Coach Jim Engles has turned NJIT into a championship team. He is a national finalist for the Skip Prosser Man of the Year Award, which recognizes coaching success and moral integrity.
The team’s turnaround has been nothing short of amazing, one of the most incredible transformations in the history of college basketball.
Four years ago, the NJIT Men’s Basketball team was the first in the history of Division 1 play to go 0-29. Over three years, NJIT lost 51 straight games, thereby setting an NCAA record for futility and loss.
Yet last week, by defeating Houston Baptist, NJIT clinched its first regular-season conference (the Great West Conference) title. The team also earned the No. 1 seed in the upcoming conference tournament at Chicago State. NJIT will play one semi-final game on Friday, March 15, at 5 p.m. Central Time. NJIT will play either Utah Valley or Houston Baptist University; those two face off on Thursday afternoon. If NJIT wins the one semi-final game, it advances to the championship game on Saturday, March 16, at 7:30 p.m. Central Time.
“We’ll win,” says Ryan Woods, a senior and co-captain of the team who plays small forward. “That has been our season-long goal and we have the ferocity and hunger to win the championship.”
Woods, who transferred to NJIT after two years at Pace University, said he was recruited by NJIT Coach Jim Engles, who has a national reputation for turning teams. He also known for his high moral standards and is a national finalist for the Skip Prosser Man of the Year Award, which recognizes coaching prowess and moral integrity. Engles recruited players to NJIT who were selflessly devoted to winning and whose chemistry was spot-on perfect, said Woods, a History major who grew up in Staten Island and excelled there as a high school player.
“Our team is tight; we are best buddies; we love each other; we have each other’s backs,” said Woods. “That’s why we’ve been so successful on the court. Winning the conference title was the greatest sports moment of my life. We’re ready for the leap to win the championship. A championship banner would be testimony to how hard we’ve worked and what great support we’ve gotten from the university and from our coaches.”
Turning around a basketball program, explained Engles, is like starting your own business: you must put in place the pieces of a plan for success and then execute that plan. His plan involved recruiting the right players; improving NJIT’s athletic center and weight room, and most importantly, molding young players into skilled veterans. Four of the seniors now on the team all started out with Engles.
“The seniors came in young and got a lot of playing time and matured physically and mentally over four years,” he said. “They committed to what was then a losing program but they had a will to grow and win. To see all their hard work come to fruition now is great. I’m really happy for them.”

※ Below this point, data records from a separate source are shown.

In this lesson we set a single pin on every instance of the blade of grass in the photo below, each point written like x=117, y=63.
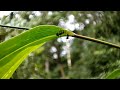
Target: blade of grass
x=15, y=50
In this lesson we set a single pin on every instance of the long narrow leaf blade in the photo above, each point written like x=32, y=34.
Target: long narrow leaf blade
x=15, y=50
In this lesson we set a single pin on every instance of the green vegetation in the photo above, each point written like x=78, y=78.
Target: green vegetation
x=61, y=58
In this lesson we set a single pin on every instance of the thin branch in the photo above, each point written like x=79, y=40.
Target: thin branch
x=75, y=35
x=14, y=27
x=96, y=40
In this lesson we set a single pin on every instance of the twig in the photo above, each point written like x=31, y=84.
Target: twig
x=96, y=40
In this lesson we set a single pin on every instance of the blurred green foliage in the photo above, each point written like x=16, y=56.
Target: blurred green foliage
x=88, y=59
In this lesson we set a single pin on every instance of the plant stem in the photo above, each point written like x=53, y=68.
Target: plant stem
x=96, y=40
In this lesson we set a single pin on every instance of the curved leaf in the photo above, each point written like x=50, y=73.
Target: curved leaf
x=16, y=49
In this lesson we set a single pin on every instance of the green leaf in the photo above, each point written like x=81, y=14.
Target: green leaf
x=16, y=49
x=113, y=75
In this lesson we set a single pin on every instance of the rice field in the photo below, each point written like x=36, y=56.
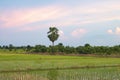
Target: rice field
x=46, y=67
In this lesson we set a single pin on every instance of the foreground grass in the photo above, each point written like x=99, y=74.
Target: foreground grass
x=56, y=67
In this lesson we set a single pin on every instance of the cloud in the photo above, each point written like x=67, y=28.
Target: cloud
x=62, y=35
x=110, y=31
x=116, y=32
x=61, y=15
x=26, y=16
x=79, y=32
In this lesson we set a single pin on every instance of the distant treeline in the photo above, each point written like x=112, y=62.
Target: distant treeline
x=61, y=49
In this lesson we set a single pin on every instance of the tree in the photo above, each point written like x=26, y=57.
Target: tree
x=53, y=34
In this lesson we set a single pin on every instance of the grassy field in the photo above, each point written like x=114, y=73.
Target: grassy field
x=56, y=67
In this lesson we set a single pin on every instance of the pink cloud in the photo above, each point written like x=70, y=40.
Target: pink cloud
x=26, y=16
x=79, y=32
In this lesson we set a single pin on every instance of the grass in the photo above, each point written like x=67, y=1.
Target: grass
x=55, y=67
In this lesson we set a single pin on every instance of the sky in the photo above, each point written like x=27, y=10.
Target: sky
x=26, y=22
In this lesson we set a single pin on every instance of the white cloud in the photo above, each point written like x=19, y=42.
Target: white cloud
x=63, y=16
x=116, y=32
x=110, y=31
x=79, y=33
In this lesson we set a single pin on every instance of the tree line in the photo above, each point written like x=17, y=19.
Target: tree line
x=61, y=49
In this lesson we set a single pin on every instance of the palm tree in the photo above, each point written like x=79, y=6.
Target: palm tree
x=53, y=34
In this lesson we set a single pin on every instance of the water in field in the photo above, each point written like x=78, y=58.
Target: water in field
x=66, y=74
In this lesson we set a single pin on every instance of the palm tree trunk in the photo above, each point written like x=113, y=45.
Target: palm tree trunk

Chris Flores, the team’s guard and co-captain, said he took a chance in coming to NJIT. He too was a top player at his Connecticut high school and was recruited by NJIT. Flores, a senior majoring in International Business, said he came to NJIT to be part of something special: a major turnaround. Each year the team improved and now it’s poised to win its first Division 1 championship for NJIT.
“The senior players on the team stayed at NJIT this summer to workout hard in the heat,” said Flores. “We lost last year in the championship game so we wanted to be in top shape this season.”
Flores, whose parents are from Honduras, says after he graduates in May he hopes to play for the Honduran National Team. After that, he’d like to play professionally in Europe and, with a bit of luck, in the NBA.
But first things first, says Flores, with a touch of swagger in his tone. “And first we gotta win the championship.”
P.J. Miller, a senior point guard who majors in Business, said he came to NJIT because it had a great academic reputation and a team in need of a spark -- one that he was happy to supply. “Coach Engles gave me a chance to be part of an historic turnaround,” Miller said. “He gave me a chance to take a program that needed a spark and to help set it aflame. I couldn’t turn that offer down.”
In the past, the team would sometimes fall behind in a game and lose the urge to “fight back,” said Miller. But now they have a counter-urge – an urge to come back and win. The team is also proud of its winning record and wants to pass that onto posterity. Miller hopes this season spearheads a tradition of hoops excellence at NJIT.
“We want to pass on our hard work and winning to the teams that come after us,” Miller said.
The team is like a brotherhood, he adds. Or a fraternity: one that trains together, eats together and socializes together, added Miller. The players on the team will stay in touch long after they graduate. After what they’ve been through together – the losses and the bad publicity and now the wins and the path of glory – they’ll be life-long friends. And a championship win will be the glue that cements their bond.
“When they hang that championship banner in the our gym," said Miller, "it will be the symbol of what we did, what we accomplished. "We’ll always have that banner to be proud of."